When racial concerns fell out of favor during the 1980s, black faces faded from the funny pages as well. Wee Pals, which once appeared in 109 papers, is now carried in fewer than 50; Luther ended an 18-year run in 1986. In the '90s, however, a growing number of editors at major urban dailies have begun to look at black comics as a way to attract new readers in a time of changing demographics and declining readership. "My community happens to be largely black, and we know young readers turn to the comic pages," says Marty Claus, an editor at the Detroit Free Press.
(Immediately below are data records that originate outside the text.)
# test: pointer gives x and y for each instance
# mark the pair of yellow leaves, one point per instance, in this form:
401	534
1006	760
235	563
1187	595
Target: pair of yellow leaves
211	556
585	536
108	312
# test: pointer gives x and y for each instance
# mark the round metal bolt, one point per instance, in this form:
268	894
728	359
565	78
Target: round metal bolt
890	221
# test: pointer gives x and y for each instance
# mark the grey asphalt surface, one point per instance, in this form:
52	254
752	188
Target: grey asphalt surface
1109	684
Claus is credited with igniting much of the renewed interest in black strips; three years ago, she actively solicited submissions from black artists for the newspaper, and now includes four black cartoonists among the 32 strips she carries. "If young black people see no black faces, we're sending a message that we may not intend," she says.

Just putting Blondie in blackface isn't enough. Today's readers expect truly authentic slices of the black experience -- and at the same time are more sensitive than ever about how that experience is portrayed. Nervous editors often urge artists to do stories that avoid prickly issues. "They really don't want a black strip. They want a Peanuts in Coppertone," gripes old- timer Turner, who says he has softened the attitudes of some of his Wee Pals characters to appease the powers that be.
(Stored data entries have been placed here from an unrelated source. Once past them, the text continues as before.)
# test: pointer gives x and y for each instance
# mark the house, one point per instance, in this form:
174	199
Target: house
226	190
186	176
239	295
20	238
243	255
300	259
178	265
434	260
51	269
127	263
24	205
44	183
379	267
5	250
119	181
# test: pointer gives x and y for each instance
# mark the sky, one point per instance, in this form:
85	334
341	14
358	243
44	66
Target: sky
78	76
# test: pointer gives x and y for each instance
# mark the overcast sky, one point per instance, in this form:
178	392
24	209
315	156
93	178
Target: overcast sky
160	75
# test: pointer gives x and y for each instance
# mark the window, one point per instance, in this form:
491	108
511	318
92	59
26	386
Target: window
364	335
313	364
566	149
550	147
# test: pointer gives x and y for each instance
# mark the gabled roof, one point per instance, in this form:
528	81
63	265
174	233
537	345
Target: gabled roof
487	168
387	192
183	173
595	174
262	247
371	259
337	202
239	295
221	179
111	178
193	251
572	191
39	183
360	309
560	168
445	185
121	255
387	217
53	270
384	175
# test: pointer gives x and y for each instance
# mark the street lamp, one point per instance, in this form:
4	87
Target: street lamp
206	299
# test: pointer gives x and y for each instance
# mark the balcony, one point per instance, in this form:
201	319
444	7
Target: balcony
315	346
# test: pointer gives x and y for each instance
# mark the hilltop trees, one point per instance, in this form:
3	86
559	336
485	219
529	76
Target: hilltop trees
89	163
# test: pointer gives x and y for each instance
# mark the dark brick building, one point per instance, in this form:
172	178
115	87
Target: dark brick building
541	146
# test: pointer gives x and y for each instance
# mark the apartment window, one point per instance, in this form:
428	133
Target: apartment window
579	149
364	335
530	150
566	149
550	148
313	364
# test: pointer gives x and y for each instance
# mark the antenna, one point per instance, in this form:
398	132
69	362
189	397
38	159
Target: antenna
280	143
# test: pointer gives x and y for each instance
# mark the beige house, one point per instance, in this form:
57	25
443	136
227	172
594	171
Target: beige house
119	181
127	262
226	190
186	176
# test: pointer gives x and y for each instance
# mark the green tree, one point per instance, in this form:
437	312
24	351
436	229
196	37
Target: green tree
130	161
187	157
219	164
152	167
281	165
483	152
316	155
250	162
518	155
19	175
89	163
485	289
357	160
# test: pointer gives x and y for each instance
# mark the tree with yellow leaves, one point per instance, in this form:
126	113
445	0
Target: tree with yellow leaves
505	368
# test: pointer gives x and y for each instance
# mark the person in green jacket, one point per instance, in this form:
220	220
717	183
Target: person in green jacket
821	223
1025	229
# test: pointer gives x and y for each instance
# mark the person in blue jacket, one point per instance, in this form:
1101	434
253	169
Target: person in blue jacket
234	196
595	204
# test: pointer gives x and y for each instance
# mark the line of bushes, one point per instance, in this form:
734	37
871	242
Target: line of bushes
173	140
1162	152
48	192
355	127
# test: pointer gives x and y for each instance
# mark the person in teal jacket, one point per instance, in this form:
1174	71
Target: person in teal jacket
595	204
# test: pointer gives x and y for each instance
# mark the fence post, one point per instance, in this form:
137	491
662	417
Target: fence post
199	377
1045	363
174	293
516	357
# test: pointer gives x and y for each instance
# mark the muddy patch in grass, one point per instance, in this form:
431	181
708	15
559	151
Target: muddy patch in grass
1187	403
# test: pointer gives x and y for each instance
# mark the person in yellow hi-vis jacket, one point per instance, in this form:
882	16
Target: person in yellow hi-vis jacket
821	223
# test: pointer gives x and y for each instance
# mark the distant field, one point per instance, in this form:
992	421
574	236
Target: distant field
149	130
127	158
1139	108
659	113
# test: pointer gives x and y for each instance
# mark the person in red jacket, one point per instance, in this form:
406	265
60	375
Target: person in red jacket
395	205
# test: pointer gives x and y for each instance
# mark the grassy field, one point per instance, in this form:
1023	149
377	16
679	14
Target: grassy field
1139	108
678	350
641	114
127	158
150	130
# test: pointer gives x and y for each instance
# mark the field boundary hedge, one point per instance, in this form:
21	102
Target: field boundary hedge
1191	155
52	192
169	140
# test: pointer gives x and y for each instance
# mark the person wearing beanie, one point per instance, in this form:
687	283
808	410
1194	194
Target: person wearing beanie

The younger generation is far less conciliatory about making such changes. "The early complaint from the syndicates was that my strip was all women and it was black," says Barbara Brandon. Rather than alter her work, she waited two years until she found a syndicate that would let her do it her way. Now she routinely treats issues like color differences within the black community and the tensions that exist between black men and women.
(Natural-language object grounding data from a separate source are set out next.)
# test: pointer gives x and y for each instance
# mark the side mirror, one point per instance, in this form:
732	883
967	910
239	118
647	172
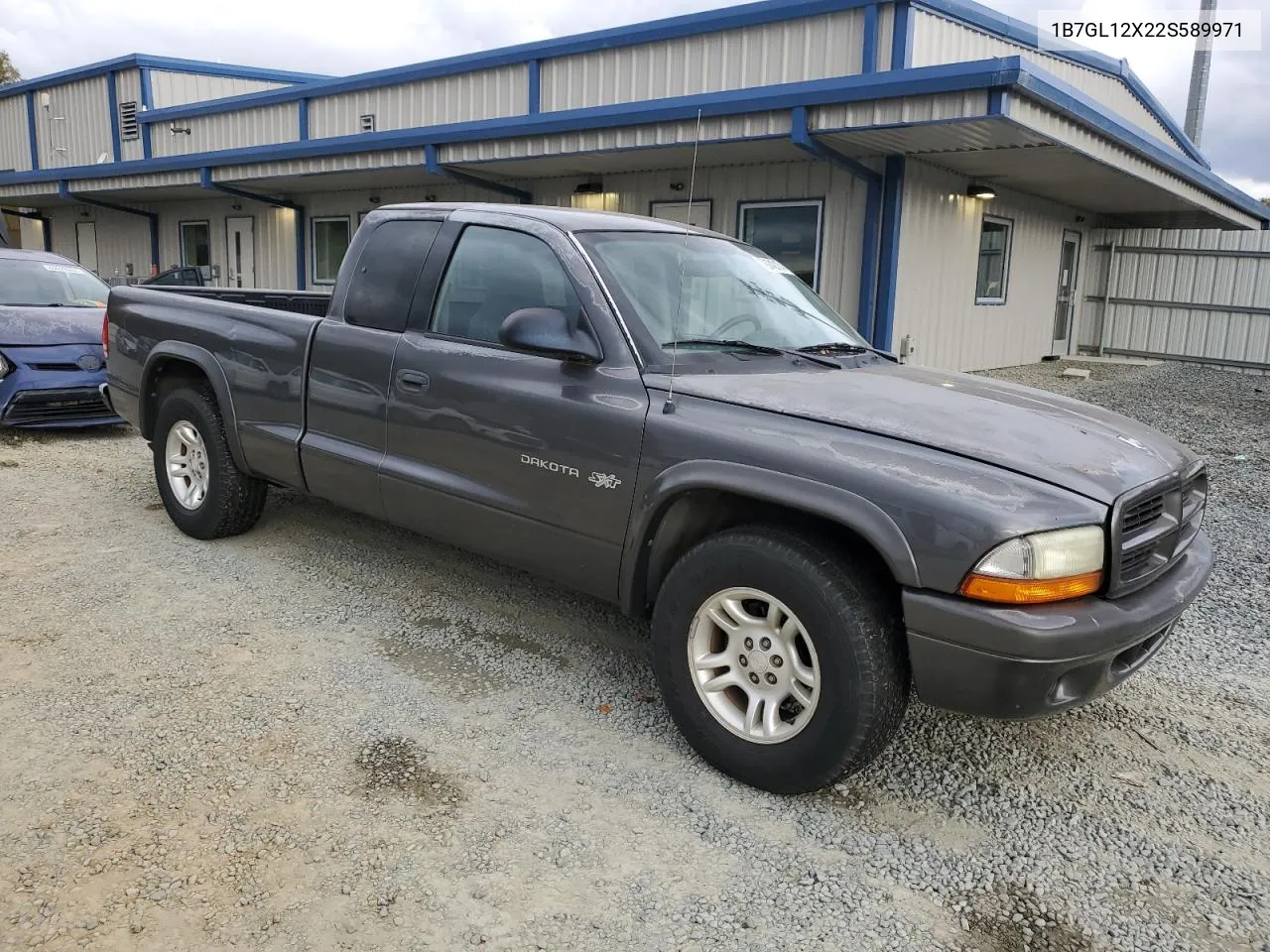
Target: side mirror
552	333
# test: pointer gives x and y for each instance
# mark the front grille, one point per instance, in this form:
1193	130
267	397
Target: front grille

Some resistance remains: many newspapers are still reluctant to run more than one black comic strip an issue, even though black artists cover the same gamut of styles and story lines as their white counterparts. "You have to fight a certain amount of response that we already have a black strip," says Sarah Gillespie, director of comic art at United Feature Syndicate, which distributes Jump Start. But the favorable response to the breakthrough artists is having a ripple effect. Earlier this year, Gibson Greetings began marketing a line of cards featuring Armstrong's likable Joe and Marcy. Barbara Brandon is discussing plans with manufacturers to put her characters' faces on coffee mugs and T shirts. "Comic strips are the best visual barometer of the culture," says comics historian Jones. "They reveal the pulse and the heartbeat of what the country is about." Increasingly, the beat has some soul to it.